De zéro rédacteur sportif avant votre arrivée, La Liberté en comptait huit avant que vous ne preniez votre retraite. Quelle croissance!
A chaque fois que nous voulions grandir un peu, du monde s’est présenté pour rédiger des articles. Les rédacteurs en chef voyaient que j’arrivais à saturation. Ils constataient que j’avais besoin d’aide. J’en ai profité. J’ai d’abord pu engager Marcel Gobet à plein temps. J’ai continué à manœuvrer pour faire grandir la rubrique. François Gross m’avait dit qu’il était prêt à faire paraître La Liberté sans sport, s’il le pouvait… J’ai dû lui faire comprendre que ce n’était pas possible, et la lutte pour étoffer la rubrique a continué. Marius Berset est arrivé en numéro 3. Il en faisait tellement, en tant que pigiste, que c’était une évidence de l’engager. Les gens amenaient leurs idées et moi, j’étais très réceptif.

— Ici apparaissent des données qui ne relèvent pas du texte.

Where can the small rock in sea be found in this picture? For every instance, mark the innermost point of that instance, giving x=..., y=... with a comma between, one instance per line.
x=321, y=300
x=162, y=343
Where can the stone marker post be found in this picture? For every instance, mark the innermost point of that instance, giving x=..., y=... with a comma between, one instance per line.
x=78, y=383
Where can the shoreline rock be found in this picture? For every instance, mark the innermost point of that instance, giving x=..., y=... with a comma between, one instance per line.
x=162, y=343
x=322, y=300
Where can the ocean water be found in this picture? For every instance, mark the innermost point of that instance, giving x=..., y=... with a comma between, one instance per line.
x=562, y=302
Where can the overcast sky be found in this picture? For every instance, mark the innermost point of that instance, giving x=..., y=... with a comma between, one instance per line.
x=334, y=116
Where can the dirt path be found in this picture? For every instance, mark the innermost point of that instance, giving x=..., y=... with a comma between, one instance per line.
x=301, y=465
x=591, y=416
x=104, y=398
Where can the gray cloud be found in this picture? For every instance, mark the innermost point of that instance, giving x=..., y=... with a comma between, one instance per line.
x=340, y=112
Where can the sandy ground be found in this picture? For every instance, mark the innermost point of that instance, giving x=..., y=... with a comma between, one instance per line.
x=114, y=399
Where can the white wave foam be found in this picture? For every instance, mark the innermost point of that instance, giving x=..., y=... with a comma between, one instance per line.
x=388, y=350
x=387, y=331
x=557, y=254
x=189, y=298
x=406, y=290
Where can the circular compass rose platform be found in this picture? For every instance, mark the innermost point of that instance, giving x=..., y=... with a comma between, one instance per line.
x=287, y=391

La concurrence de La Tribune/Le Matin a constitué une sacrée motivation. Je ne supportais pas que d’autres journaux romands fassent paraître certains sujets avant nous. Le cahier sportif a vite pris du volume, et ce développement a incité de nombreuses nouvelles personnes à lire La Liberté. La régionale pouvait s’appuyer sur le suivi des Grands Conseils. Il y avait déjà une couverture en place, comme pour la rubrique culturelle, nationale ou internationale. Le magazine a toujours existé. Ce n’était pas le même problème pour les sports. Nous étions partis de peu, mais le développement a été spectaculaire. Cela a bousculé tout le monde. Et c’est aussi important.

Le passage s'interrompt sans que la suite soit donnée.